Additional exclusion criteria on day of exacerbation (Visit 2)

- Fever recorded as >38°C measured using the tympanic temperature and/or a suspected
pulmonary bacterial infection (chest radiograph demonstrating consolidation).

- Type 2 respiratory failure necessitating non-invasive or invasive ventilation

- Any clinically significant abnormal findings in physical examination, vital signs,
haematology, clinical chemistry or urinalysis, which in the opinion of the
investigator, may put the subject at risk because of their participation, or may
influence the results of the study, or the ability to complete the duration of the
study.

- An alternative cause for the increase in symptoms that are unrelated to an
exacerbation such as i) suspicion or clinical evidence of pneumonia; ii) high
probability and suspicion of pulmonary embolism; iii) suspicion or clinical evidence
of a pneumothorax; iv) primary ischaemic event - ST or Non ST elevation myocardial
infarct and left ventricular failure [i.e. not an exacerbation of asthma and/or COPD].

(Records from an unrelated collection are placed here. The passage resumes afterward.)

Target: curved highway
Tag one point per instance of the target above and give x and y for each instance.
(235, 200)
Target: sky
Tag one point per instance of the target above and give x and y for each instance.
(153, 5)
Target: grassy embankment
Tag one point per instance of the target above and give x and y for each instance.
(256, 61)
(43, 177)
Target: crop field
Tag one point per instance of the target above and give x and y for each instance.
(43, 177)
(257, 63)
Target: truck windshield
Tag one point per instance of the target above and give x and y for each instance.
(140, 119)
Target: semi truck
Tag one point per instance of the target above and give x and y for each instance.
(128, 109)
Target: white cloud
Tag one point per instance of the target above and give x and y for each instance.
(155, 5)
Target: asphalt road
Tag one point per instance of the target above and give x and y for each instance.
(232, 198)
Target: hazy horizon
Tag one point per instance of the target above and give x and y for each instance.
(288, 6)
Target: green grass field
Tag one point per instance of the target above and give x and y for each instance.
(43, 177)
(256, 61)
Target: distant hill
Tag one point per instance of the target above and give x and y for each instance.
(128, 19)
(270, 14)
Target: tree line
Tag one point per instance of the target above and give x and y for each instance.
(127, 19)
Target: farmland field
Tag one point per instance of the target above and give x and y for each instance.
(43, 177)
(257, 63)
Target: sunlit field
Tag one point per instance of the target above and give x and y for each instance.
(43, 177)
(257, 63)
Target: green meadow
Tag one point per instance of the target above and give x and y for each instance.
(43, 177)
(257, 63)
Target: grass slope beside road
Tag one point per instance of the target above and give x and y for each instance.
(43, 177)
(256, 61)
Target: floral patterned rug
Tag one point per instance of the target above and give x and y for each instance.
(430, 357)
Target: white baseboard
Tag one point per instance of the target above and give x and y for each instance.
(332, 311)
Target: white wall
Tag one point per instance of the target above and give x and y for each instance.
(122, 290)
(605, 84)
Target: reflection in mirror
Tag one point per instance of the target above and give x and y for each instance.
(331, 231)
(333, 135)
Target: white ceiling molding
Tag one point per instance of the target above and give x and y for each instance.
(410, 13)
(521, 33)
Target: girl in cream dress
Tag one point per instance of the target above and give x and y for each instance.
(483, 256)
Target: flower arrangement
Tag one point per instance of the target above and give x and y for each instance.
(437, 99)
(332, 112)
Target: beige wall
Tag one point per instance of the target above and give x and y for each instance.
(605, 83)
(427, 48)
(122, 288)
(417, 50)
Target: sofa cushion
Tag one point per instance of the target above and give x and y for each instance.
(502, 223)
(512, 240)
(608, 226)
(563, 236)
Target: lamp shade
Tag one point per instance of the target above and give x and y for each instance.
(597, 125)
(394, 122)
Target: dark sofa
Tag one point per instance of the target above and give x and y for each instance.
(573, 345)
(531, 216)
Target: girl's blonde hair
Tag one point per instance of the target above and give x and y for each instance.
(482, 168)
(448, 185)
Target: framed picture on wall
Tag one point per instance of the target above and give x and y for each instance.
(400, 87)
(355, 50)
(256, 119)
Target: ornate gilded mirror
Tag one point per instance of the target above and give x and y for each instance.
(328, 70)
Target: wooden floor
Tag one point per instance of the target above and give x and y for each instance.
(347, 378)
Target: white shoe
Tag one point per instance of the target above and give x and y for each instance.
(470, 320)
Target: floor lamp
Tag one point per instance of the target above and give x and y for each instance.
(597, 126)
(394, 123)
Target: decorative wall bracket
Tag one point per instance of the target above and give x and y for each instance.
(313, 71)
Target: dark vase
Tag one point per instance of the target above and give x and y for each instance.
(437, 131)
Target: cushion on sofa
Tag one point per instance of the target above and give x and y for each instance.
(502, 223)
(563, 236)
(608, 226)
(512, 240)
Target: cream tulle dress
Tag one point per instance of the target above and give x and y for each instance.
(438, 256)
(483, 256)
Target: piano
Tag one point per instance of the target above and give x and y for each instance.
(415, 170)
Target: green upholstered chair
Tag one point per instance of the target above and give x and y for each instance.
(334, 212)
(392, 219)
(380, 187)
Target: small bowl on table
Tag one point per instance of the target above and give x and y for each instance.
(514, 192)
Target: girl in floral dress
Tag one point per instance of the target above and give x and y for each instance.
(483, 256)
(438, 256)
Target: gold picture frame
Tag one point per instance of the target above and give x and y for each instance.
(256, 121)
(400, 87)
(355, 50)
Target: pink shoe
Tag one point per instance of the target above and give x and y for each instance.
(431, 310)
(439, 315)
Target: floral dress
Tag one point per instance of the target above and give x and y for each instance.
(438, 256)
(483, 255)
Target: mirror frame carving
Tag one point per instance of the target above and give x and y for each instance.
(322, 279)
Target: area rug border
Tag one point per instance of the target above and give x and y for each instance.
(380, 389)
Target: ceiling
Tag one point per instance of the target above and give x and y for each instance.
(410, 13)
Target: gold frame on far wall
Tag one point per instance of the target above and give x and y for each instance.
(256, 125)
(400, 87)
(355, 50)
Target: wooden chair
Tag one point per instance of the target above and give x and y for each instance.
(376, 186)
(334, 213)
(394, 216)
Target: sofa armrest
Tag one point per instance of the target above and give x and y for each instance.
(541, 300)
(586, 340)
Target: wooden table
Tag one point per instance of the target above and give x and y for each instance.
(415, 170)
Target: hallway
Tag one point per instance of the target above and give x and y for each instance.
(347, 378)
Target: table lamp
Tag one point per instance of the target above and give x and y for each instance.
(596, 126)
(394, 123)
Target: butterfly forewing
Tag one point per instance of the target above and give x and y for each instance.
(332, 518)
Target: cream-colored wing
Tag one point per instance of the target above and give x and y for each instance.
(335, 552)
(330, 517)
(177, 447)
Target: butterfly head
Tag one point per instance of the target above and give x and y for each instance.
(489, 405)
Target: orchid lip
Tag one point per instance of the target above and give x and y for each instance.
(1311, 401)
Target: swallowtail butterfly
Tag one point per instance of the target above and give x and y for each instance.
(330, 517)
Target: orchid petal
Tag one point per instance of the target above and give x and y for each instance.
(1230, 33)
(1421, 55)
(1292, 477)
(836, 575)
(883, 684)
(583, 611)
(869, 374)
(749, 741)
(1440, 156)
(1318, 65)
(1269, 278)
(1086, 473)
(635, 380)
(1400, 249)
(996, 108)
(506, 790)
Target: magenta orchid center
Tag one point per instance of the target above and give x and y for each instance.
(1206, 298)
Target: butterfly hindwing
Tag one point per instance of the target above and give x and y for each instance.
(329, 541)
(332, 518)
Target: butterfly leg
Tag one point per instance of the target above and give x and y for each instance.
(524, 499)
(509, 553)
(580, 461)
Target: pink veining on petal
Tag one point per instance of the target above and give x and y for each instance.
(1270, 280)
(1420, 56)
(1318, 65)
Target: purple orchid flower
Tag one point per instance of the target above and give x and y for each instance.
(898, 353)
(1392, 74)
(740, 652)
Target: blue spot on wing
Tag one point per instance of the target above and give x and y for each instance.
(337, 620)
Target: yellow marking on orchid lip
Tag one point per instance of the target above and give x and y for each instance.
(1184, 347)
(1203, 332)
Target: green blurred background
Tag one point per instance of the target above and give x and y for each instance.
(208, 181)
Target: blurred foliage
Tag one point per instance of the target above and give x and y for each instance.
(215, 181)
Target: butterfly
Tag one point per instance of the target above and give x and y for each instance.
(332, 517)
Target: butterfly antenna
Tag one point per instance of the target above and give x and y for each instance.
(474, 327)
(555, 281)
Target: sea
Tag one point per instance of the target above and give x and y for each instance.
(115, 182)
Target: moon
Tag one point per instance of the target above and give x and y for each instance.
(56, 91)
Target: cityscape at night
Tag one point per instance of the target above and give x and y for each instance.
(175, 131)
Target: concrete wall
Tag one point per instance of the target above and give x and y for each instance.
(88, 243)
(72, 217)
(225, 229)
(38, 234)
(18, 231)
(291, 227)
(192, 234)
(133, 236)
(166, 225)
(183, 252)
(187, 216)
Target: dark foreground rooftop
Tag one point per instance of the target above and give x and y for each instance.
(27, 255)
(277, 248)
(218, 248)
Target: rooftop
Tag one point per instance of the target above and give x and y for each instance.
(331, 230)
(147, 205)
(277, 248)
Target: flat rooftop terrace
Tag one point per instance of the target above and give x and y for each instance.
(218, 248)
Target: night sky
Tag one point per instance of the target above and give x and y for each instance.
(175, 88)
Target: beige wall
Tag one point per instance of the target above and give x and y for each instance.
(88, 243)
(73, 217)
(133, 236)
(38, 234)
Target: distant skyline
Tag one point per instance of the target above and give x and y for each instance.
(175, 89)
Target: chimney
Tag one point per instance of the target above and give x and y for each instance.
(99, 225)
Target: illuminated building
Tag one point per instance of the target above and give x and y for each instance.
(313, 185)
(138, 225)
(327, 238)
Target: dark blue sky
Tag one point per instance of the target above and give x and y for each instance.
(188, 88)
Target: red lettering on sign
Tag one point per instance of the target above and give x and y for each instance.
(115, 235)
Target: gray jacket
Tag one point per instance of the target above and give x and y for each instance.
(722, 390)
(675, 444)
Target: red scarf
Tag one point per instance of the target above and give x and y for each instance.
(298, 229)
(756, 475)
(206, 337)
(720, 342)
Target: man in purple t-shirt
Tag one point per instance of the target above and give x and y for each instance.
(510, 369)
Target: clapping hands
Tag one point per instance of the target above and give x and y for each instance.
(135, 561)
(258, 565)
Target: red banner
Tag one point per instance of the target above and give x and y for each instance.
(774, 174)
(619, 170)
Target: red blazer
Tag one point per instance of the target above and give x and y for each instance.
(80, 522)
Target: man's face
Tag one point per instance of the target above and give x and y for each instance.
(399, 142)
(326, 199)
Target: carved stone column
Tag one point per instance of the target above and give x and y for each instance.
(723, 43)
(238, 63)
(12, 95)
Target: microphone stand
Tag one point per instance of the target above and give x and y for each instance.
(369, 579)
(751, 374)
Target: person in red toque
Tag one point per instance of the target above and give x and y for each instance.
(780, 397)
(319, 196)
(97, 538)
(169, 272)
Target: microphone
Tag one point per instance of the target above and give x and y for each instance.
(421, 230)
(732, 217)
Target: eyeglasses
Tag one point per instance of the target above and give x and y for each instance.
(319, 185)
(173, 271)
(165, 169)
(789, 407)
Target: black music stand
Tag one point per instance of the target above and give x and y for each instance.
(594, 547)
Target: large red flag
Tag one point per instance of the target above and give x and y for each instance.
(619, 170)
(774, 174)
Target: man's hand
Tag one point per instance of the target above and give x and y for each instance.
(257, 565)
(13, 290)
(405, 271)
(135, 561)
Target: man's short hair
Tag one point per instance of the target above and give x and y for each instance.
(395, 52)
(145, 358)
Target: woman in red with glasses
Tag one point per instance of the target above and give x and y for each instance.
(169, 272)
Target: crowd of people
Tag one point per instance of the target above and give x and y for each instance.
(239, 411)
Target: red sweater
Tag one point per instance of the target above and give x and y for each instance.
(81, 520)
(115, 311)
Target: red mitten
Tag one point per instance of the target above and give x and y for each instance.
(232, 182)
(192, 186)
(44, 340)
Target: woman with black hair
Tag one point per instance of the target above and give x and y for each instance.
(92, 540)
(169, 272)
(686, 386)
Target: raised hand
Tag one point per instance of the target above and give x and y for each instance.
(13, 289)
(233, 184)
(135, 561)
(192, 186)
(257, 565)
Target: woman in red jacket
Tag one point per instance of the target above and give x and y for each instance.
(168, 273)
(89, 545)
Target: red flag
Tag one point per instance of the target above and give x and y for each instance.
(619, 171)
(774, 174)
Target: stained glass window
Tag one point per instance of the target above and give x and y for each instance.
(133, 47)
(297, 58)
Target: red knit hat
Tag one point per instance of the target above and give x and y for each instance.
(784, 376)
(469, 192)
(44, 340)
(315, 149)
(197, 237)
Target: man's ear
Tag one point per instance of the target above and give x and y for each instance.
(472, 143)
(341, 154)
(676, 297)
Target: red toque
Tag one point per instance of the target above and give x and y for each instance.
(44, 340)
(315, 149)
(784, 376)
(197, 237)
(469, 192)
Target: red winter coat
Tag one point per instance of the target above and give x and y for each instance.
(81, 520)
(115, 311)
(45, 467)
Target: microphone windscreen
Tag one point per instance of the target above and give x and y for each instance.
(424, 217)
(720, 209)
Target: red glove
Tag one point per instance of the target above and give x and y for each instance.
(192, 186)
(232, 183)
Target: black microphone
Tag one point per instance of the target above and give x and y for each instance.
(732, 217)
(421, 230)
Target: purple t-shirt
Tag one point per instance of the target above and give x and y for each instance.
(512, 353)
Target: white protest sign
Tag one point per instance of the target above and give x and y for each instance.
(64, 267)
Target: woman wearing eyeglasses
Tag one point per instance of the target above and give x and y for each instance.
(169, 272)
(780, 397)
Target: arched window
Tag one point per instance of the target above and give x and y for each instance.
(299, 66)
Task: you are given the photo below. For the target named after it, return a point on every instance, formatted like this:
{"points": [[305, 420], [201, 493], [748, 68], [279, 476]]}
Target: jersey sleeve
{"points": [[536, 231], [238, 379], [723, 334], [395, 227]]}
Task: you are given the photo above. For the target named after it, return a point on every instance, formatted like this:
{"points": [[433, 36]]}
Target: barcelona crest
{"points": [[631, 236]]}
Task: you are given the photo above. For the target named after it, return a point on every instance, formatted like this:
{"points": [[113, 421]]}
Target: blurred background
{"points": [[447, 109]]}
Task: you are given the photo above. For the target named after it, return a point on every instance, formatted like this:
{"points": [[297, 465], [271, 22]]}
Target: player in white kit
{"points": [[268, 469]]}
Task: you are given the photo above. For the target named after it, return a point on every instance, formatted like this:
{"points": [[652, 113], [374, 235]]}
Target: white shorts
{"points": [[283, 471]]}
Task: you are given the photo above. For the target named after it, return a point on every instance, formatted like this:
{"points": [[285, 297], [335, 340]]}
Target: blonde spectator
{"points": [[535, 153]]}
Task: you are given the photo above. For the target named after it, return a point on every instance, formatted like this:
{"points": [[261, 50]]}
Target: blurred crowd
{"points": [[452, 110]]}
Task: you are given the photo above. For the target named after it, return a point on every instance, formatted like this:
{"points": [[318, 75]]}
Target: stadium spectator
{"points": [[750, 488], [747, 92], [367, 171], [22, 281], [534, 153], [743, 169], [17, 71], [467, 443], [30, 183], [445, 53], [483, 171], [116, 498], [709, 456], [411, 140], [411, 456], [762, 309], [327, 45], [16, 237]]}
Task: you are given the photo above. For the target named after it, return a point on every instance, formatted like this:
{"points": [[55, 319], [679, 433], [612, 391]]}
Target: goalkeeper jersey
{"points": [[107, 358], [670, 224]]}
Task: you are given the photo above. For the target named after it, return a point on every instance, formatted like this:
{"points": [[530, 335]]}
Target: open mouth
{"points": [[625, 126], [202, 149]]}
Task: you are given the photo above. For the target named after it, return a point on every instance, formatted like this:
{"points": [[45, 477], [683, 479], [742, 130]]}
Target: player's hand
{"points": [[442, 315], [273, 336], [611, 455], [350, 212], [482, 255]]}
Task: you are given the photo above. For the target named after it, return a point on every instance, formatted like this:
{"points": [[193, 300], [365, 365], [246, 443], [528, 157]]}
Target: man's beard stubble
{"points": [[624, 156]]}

- Treatment with oral corticosteroids and/or hospitalisation for an exacerbation of
asthma and/or COPD in the previous 4 weeks prior to randomisation.

- More than 12 hours of oral corticosteroid treatment for a current exacerbation

- Pregnancy or a positive urinary βHCG

- Donation of blood, plasma or platelets within 90 days prior to Visit 2.

- Receipt of blood products within 30 days prior to Visit 2.

- Participants who have participated in another research trial involving an
investigational product in the past 4 weeks or 5 half-lives prior to visit 2

- Treatment with allergy immunotherapy, actively or within 90 days prior to Visit 2.